Why does this aspect matter - how I feel? Because the emotional system is far more powerful than the pragmatic one. We cannot change much by reason alone - deciding to do something, writing New Year's resolutions and adhering to them rigidly - if there is no emotional backing: the desire to do it.

Particularly interesting was the Five Future Glasses theory outlined by Pero. It is essentially based on five pairs of coloured glasses (the colours here are chosen intentionally and carry their own symbolic meaning) through which you must look at the future:



Image from www.oekohuman.org

1. Blue - assumptions and expectations. Moreover, people tend to talk about general assumptions, but what must be addressed are specifically personal assumptions and expectations. Write and compare two lists: Where will you invest if the world does not change at all over the next three years? Where will you invest if the world changes at a very rapid pace over the next three years?
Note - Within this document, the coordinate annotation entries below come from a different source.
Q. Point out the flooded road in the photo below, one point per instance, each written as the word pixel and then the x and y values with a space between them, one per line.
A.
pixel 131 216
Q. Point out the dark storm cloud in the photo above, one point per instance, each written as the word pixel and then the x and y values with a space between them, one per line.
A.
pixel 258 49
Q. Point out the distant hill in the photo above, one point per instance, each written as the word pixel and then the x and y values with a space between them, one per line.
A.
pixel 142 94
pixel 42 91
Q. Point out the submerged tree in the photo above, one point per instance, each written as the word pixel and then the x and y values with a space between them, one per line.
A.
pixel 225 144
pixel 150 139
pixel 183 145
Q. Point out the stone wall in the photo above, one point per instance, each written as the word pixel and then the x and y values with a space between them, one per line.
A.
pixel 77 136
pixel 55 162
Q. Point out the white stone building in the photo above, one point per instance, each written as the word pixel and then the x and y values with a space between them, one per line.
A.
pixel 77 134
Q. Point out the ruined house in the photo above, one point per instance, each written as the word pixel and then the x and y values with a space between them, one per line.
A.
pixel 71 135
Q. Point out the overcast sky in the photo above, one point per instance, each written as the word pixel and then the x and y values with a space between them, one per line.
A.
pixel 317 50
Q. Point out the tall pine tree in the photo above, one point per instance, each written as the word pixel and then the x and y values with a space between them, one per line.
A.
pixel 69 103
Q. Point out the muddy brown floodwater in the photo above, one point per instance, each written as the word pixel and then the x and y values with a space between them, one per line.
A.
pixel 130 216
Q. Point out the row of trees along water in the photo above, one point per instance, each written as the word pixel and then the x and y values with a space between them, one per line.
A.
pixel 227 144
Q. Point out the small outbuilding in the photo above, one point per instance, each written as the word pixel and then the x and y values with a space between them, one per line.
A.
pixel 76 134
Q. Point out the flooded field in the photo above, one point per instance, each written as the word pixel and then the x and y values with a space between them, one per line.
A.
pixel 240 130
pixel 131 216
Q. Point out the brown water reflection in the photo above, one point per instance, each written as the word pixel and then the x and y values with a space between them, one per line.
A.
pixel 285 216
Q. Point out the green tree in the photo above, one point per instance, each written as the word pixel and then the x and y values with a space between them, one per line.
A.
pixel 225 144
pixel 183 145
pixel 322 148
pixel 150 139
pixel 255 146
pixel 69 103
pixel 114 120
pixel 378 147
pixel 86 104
I particularly liked an exercise here - a slide with hundreds, perhaps even thousands, of current trends and their application to a company's product or service. How will it change if adapted to each of the trends listed?

2. Red - the analysis of surprises. There is a saying: everything bad that we desperately don't want to happen will inevitably happen. Role plays or "war games" help here (the latter term is preferred by men).

3. Green - developing opportunities. People do not pay for the time spent, your efforts, or the meticulous work put in - they pay for the effect (the result).

4. Yellow - vision. When doing a jigsaw puzzle there is always a reference image - a picture of what it should look like at the end. The same applies to vision. The leader's task is to show the picture; the employees' task, by following it, is to put the puzzle together correctly.

5. Purple - strategy.

Pero's closing wish to everyone was: "Save will power!" Any small change in the present, any small decision or action, is later reflected in our future.